Syllable structure in Piro, an Arawakan language spoken in Eastern
Peru,
exhibits properties that are of considerable interest. First, Piro allows
three-consonant clusters in the syllabic onset (Matteson 1965) but a
vowel-deletion rule is blocked to avoid such clusters, which makes it
difficult to simply attribute the blocking to well-formedness constraints
on
syllable structure (cf. Kisseberth 1970a, b). Second, the onset consonant
clusters are not governed by the Sonority Sequencing Principle (Selkirk
1984a, Clements 1990). The fact that all consonants except the prevocalic
ones are described by Matteson (1965) as syllabic seems to obviate the
need to posit complex onsets.
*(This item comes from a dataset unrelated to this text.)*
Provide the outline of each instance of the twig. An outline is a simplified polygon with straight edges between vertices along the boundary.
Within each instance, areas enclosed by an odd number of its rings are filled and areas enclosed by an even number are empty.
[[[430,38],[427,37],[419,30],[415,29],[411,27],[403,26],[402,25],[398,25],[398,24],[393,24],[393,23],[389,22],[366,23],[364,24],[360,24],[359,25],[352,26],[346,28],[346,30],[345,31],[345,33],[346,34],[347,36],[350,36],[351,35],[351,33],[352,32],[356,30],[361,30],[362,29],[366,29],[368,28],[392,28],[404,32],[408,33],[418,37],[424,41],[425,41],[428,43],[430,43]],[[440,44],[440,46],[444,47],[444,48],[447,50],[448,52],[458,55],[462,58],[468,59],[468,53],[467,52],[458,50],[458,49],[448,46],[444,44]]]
However, these syllabic consonants do not
participate in any phonological rules, including word stress and phrase-level
rhythmic rules. If they are considered extrasyllabic throughout the
phonology, they become exceptions to our general conceptions of
extra-prosodicity, stray erasure and prosodic licensing (Itô 1986,
1989), since
numerous such extrasyllabic consonants are not at the peripheral position
of a well-defined domain but persist to be present throughout the
derivation. Third, loss of an onset or unsyllabified consonant can lead
to
compensatory lengthening (henceforth CL), contradicting the moraic
conservation account of CL (Hock 1986, Hayes 1989). Fourth, as Piro has
no underlying long segments nor evidence for a heavy closed syllable, it
becomes a counterexample to the typological prediction that CL occurs
only in languages that have a pre-existing vowel-length contrast (de Chene
& Anderson 1979) or syllable-weight contrast (Hayes 1989).